I'm about to adopt MongoDB for a new project and I've chosen it for flexibility, not scalability so will be running it on one machine. From the documentation and web posts I keep reading that all indexes are in RAM. This just isn't making sense to me as my indexes will easily be larger than the amount of available RAM.

Can anyone share some insight on the index/RAM relationship and what happens when both an individual index and all of my indexes exceed the size of available RAM?

回答1:

MongoDB keeps what it can of the indexes in RAM. They'll be swaped out on an LRU basis.
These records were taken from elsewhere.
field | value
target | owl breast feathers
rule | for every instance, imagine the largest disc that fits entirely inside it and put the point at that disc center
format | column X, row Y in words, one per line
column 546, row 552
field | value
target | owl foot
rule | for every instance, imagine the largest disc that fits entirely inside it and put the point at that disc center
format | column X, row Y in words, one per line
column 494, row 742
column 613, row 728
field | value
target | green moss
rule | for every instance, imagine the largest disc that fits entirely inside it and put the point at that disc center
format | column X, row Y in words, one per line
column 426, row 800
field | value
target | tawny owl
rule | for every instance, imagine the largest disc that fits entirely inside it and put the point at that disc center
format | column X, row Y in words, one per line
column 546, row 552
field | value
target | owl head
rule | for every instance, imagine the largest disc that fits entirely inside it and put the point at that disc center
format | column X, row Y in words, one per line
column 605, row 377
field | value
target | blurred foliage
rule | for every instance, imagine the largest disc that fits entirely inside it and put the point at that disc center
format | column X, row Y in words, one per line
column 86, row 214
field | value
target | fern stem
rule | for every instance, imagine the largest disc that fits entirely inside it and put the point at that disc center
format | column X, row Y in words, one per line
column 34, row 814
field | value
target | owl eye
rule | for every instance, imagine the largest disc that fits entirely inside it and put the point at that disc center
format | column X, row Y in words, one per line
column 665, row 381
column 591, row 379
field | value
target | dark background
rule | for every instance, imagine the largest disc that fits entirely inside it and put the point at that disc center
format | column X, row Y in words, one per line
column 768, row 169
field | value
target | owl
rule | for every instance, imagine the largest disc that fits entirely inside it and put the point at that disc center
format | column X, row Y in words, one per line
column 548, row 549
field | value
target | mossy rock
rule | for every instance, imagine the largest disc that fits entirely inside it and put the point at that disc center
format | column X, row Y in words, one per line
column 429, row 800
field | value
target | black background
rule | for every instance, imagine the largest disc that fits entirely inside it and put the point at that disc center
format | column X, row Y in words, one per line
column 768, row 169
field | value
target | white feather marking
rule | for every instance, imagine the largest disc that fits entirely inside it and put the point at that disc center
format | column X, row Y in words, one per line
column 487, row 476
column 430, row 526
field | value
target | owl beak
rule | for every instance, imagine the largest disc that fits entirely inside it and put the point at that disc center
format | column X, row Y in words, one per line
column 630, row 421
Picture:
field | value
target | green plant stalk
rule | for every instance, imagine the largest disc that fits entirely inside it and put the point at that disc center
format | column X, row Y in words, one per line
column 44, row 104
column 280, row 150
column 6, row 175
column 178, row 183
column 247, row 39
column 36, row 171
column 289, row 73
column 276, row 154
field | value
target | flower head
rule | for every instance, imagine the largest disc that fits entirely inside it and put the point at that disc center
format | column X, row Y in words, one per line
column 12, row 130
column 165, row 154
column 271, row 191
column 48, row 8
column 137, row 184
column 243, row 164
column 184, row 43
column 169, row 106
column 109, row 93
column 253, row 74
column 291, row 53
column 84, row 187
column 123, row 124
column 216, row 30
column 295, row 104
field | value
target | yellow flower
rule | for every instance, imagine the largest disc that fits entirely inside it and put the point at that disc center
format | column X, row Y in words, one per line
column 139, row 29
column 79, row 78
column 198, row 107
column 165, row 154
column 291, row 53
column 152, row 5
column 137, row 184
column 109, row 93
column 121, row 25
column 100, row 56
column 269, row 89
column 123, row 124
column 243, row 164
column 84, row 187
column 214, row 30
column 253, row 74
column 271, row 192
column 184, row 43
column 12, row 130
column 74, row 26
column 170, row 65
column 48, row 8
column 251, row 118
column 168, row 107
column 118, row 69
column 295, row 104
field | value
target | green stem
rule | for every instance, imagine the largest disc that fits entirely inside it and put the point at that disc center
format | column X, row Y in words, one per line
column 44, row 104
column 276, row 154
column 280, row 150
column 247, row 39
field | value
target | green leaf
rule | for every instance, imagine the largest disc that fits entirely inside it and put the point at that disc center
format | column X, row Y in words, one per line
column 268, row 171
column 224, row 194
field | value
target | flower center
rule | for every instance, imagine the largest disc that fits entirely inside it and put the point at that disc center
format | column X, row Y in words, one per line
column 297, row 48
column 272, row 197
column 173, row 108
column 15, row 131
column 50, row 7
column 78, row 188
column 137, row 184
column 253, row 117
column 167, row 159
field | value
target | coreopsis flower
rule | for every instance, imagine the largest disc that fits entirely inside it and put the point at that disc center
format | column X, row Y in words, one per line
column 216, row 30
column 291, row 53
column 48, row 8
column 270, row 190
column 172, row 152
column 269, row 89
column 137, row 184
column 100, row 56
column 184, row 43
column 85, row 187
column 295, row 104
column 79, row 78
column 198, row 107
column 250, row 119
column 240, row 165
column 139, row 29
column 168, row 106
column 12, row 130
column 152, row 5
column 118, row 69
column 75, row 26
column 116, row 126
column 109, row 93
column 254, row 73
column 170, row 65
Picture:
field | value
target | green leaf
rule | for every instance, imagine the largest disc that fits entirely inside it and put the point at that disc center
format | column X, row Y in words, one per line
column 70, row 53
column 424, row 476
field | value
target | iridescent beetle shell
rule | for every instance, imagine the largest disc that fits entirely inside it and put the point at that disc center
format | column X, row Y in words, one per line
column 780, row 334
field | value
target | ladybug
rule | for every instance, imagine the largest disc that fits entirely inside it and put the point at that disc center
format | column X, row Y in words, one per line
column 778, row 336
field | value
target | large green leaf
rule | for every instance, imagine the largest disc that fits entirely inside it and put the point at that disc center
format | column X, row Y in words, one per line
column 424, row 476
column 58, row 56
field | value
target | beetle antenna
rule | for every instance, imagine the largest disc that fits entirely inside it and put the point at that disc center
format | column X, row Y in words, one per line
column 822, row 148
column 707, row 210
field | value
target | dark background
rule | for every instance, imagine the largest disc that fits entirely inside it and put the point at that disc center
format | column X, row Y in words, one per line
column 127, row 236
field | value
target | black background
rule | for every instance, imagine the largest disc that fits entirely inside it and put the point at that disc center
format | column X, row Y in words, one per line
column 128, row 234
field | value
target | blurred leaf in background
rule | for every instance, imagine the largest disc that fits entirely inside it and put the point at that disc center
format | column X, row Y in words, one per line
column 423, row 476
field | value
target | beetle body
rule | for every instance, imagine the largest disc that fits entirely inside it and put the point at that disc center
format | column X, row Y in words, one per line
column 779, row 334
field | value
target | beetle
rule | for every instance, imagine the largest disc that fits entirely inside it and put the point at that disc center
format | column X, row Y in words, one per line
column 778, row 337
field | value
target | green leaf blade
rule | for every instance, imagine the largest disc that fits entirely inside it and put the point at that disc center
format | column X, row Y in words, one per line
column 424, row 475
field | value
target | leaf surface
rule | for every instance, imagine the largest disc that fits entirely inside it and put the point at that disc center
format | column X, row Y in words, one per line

You'll often see documentation that suggests you should keep your "working set" in memory: if the portions of index you're actually accessing fit in memory, you'll be fine.



回答2:

It is the working set size plus MongoDB's indexes which should ideally reside in RAM at all times i.e. the amount of available RAM should ideally be at least the working set size plus the size of indexes plus what the rest of the OS (Operating System) and other software running on the same machine needs. If the available RAM is less than that, LRUing is what happens and we might therefore get significant slowdown. One thing to keep in mind is that in an index btree buckets are cached, not individual index keys i.e. if we had a uniform distribution of keys in an index including for historical data, we might need more of the index in RAM compared to when we have a compound index on time plus something else. With the latter, keys in the same btree bucket are usually from the same time era, so this caveat does not happen. Also, we should keep in mind that our field names in BSON are stored in the records (but not the index) so if we are under memory pressure they should be kept short.

Those who are interested in MongoDB's current virtual memory usage (which of course also is about RAM), can have a look at the status of mongod.